As with multiple Iowa locations it is likely this home became a safe house or station on the evolving Underground Railroad and the secretive trek of freedom seekers northward toward Canada. There were six known safe houses in Salem. Only two remain.
The home was built between 1840 and 1842. It is remarkably well preserved. The structure is largely as built when we believe the Lewellings concealed freedom seekers beneath the floors. The stay was brief to avoid bounty hunters. Conductors then served as guides northward to the next station.
Henderson Lewelling had a boundless adventurous spirit and was fascinated by the vast western territory. In April of 1847 he, eight children and Elizabeth expecting a ninth headed west with Salem neighbors on the Oregon Trail arriving in the Williamette Valley of Oregon in November. They had added large planter boxes to a wagon pulled by oxen. 700 young trees and plants were transported in the wagon with about half surviving the journey.

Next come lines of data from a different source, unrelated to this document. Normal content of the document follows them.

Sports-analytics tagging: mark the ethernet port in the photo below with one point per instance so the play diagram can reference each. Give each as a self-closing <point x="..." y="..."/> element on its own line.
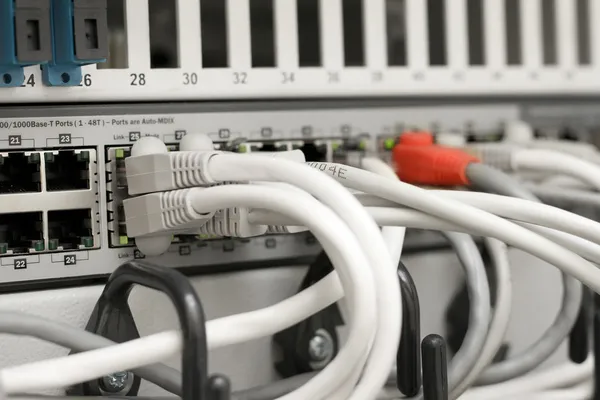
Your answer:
<point x="67" y="170"/>
<point x="70" y="229"/>
<point x="19" y="173"/>
<point x="21" y="233"/>
<point x="314" y="151"/>
<point x="270" y="147"/>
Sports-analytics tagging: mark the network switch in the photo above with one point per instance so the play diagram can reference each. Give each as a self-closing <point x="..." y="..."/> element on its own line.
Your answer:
<point x="62" y="177"/>
<point x="247" y="49"/>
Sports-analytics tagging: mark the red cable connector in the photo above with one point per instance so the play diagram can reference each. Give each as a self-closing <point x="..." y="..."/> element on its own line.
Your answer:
<point x="419" y="161"/>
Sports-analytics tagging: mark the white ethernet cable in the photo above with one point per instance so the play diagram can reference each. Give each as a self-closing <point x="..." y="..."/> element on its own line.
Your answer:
<point x="564" y="375"/>
<point x="567" y="229"/>
<point x="516" y="159"/>
<point x="161" y="170"/>
<point x="335" y="237"/>
<point x="469" y="217"/>
<point x="412" y="219"/>
<point x="393" y="235"/>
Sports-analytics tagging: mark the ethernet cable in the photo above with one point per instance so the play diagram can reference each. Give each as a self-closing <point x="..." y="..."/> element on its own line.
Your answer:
<point x="470" y="258"/>
<point x="564" y="375"/>
<point x="501" y="316"/>
<point x="479" y="313"/>
<point x="497" y="181"/>
<point x="392" y="235"/>
<point x="156" y="343"/>
<point x="344" y="169"/>
<point x="228" y="196"/>
<point x="209" y="167"/>
<point x="172" y="342"/>
<point x="471" y="218"/>
<point x="570" y="230"/>
<point x="547" y="162"/>
<point x="80" y="340"/>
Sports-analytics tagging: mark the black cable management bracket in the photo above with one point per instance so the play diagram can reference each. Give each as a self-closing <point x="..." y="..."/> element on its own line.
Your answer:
<point x="112" y="318"/>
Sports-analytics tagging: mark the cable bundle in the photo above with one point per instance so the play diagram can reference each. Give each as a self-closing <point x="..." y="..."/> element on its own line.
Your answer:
<point x="190" y="192"/>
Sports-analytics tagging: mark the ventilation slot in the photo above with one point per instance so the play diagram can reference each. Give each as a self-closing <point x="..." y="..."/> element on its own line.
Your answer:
<point x="396" y="32"/>
<point x="262" y="32"/>
<point x="213" y="19"/>
<point x="354" y="49"/>
<point x="309" y="33"/>
<point x="513" y="32"/>
<point x="164" y="49"/>
<point x="583" y="32"/>
<point x="549" y="32"/>
<point x="117" y="36"/>
<point x="475" y="32"/>
<point x="436" y="22"/>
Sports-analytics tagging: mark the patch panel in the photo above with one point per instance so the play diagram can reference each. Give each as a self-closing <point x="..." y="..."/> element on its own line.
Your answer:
<point x="24" y="38"/>
<point x="62" y="174"/>
<point x="79" y="37"/>
<point x="395" y="48"/>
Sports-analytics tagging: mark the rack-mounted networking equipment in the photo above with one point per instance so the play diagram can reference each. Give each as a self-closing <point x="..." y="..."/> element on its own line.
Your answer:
<point x="215" y="49"/>
<point x="58" y="36"/>
<point x="62" y="174"/>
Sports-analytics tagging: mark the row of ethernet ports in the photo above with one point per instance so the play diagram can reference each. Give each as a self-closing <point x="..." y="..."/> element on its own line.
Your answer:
<point x="60" y="230"/>
<point x="331" y="150"/>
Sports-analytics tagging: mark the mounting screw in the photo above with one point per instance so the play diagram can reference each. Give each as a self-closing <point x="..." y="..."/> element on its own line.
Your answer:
<point x="117" y="383"/>
<point x="321" y="349"/>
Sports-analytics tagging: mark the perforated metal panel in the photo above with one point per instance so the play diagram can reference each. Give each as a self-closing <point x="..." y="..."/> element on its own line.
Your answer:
<point x="385" y="48"/>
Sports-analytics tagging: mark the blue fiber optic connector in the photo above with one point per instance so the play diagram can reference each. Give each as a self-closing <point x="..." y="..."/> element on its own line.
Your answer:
<point x="79" y="37"/>
<point x="24" y="38"/>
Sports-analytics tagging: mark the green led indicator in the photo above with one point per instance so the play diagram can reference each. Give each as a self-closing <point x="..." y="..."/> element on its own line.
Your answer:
<point x="389" y="143"/>
<point x="38" y="245"/>
<point x="33" y="158"/>
<point x="87" y="241"/>
<point x="83" y="156"/>
<point x="53" y="244"/>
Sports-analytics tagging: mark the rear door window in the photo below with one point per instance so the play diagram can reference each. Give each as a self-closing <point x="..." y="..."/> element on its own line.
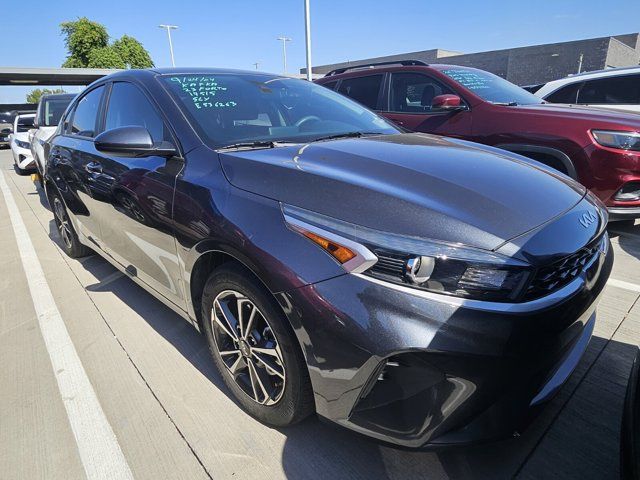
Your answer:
<point x="24" y="124"/>
<point x="414" y="92"/>
<point x="365" y="90"/>
<point x="623" y="90"/>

Lewelling and his brothers would be credited with beginning the Pacific Coast fruit industry. His brother Seth invented the Bing cherry. Today, the Lewelling-Gibbs museum grounds include young trees grafted from descendants of the Oregon trees.

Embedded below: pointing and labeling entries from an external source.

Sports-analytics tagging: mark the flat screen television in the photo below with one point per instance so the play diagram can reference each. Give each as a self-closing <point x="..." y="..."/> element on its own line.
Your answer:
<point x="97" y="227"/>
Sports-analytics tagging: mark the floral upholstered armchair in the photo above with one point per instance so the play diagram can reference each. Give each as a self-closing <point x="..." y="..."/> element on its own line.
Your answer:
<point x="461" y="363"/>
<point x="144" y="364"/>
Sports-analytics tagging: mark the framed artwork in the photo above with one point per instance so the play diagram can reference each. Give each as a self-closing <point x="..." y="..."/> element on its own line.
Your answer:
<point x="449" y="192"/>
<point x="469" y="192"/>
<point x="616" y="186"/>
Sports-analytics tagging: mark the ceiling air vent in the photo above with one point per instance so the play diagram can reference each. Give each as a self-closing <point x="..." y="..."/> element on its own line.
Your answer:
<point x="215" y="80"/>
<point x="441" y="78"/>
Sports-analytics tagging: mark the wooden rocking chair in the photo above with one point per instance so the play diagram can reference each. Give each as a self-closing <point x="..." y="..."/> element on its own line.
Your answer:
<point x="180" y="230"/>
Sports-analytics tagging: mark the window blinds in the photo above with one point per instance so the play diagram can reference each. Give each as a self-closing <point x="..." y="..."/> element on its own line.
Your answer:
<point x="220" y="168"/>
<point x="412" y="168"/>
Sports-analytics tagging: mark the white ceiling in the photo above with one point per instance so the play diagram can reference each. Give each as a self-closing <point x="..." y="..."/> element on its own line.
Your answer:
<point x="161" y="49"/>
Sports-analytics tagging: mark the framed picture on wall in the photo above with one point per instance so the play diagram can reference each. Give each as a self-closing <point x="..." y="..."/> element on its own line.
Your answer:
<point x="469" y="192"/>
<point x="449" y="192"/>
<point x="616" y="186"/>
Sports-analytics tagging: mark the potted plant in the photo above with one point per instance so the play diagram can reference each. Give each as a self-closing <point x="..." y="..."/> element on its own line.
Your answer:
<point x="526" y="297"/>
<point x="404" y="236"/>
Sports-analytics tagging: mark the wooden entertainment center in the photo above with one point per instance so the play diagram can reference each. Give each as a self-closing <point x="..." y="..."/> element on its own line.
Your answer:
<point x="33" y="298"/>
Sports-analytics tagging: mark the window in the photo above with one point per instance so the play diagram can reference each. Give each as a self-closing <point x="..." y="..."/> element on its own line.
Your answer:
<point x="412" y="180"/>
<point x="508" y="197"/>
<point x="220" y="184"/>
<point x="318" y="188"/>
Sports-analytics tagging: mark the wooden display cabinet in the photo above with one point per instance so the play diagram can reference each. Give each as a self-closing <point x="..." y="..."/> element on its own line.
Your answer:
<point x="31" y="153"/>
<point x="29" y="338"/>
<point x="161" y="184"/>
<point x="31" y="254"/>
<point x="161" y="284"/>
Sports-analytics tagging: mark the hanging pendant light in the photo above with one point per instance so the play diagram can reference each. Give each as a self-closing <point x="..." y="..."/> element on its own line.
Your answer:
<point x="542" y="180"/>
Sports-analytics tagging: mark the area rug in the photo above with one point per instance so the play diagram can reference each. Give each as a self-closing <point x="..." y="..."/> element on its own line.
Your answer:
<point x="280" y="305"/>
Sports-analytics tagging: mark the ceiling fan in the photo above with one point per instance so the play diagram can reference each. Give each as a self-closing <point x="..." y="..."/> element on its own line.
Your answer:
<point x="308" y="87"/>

With the departure of the Lewellings a young man, about 22, named Nelson Gibbs moved into the home. He had come from New York with enough legal training to be named Salem Justice of the Peace.

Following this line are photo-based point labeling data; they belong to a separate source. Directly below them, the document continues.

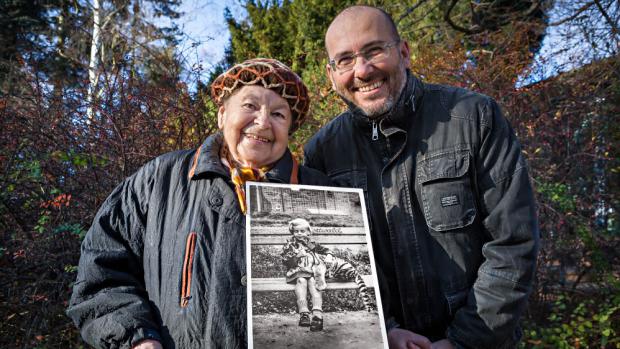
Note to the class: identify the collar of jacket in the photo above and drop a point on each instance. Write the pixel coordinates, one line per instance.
(207, 162)
(400, 115)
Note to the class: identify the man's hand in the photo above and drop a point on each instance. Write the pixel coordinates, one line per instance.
(403, 339)
(148, 344)
(442, 344)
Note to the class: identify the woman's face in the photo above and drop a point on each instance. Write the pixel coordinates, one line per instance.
(255, 122)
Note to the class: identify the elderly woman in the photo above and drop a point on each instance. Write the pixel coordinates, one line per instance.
(164, 262)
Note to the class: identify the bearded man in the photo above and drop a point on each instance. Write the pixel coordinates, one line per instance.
(451, 207)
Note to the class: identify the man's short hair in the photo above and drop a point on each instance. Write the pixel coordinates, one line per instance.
(387, 16)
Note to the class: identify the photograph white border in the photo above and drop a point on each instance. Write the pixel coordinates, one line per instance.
(248, 244)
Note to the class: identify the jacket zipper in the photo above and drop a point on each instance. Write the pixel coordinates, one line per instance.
(375, 131)
(186, 281)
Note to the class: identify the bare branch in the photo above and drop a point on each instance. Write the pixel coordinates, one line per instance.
(574, 15)
(471, 30)
(614, 29)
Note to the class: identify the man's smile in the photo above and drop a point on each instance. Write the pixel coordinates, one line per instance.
(369, 87)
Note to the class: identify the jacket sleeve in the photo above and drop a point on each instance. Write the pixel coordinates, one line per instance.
(505, 278)
(109, 303)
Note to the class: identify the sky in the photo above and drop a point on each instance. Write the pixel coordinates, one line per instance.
(206, 37)
(206, 33)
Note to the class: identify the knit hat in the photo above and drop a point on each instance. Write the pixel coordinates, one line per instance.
(298, 224)
(268, 73)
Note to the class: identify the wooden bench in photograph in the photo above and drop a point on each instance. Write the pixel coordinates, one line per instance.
(354, 237)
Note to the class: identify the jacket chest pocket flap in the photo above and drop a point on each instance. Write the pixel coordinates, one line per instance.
(447, 197)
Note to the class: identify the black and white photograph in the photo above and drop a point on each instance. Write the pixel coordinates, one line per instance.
(311, 273)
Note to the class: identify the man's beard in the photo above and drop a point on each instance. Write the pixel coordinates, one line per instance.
(378, 111)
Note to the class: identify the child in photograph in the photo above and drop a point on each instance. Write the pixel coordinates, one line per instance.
(306, 270)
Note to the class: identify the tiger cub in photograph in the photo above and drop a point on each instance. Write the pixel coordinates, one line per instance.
(328, 266)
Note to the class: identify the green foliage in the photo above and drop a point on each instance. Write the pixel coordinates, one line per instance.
(559, 194)
(577, 324)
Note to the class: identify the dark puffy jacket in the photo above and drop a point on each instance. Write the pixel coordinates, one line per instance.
(165, 256)
(452, 212)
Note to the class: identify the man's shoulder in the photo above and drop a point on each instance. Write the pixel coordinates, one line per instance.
(458, 102)
(338, 126)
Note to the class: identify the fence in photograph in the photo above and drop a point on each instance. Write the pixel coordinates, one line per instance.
(322, 235)
(290, 201)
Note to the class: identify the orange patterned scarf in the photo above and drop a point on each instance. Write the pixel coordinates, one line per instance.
(240, 174)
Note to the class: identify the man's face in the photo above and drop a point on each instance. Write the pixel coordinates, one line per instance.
(372, 87)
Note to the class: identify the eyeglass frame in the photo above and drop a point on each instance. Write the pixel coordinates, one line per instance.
(386, 46)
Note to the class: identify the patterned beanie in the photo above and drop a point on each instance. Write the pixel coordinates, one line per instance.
(271, 74)
(298, 224)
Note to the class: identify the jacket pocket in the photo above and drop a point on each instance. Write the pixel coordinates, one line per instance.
(188, 261)
(447, 196)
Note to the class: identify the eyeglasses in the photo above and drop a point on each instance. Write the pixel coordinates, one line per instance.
(373, 54)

In June of 1848 Gibbs ruled bounty hunters could not return freedom seekers captured near Salem to Missouri as they had no proof of ownership. Nine slaves, five adults and four children, had escaped a farm in Clarke County, Missouri. This ruling became a true hornets nest and contest between Salem citizens and Ruel Daggs, the slave owner. A Federal court case resulted.
The court ruling that followed jury trial in the new Federal Court in Burlington, Iowa, Ruel Daggs vs Elihu Frazier, et als, convicted five Salem men of violating the Fugitive Slave Act.
The remarkable aspect to this is how much is known about the nine freedom seekers and what happened to them. To learn this and of the drama of their capture and events that followed you’ll have to visit the Lewelling-Gibbs house.
When the home was built most neighboring Salem structures were log with a dirt floor. Likely due to ingenuity, hard work and a profitable nursery business in Indiana Henderson and Elizabeth Lewelling seemed to have had the means to do more. It is well they did. The very substantial nature of the building has had much to do with its preservation.
The walls at the base are eighteen inch thick sandstone cut from a quarry west of Salem. Pulled to the site by horse and oxen teams and raised with block and tackle the stones are settled on a sound foundation. The basement was designed with fireplace, window light and water access likely to accommodate the propagation of trees. Identical front doors mark the residence and the office. Beveled window jambs in the thick stone promote natural light.
Prehistoric crinoids embedded in the stone are symmetrical to the front door. Is this coincidental or by clever design?
Joel C. and Elizabeth Garretson lived and farmed a few miles southeast of Salem. They were friends of the Lewellings. Joel C. Garretson worked closely with Henderson Lewelling as a conductor on the Underground Railroad.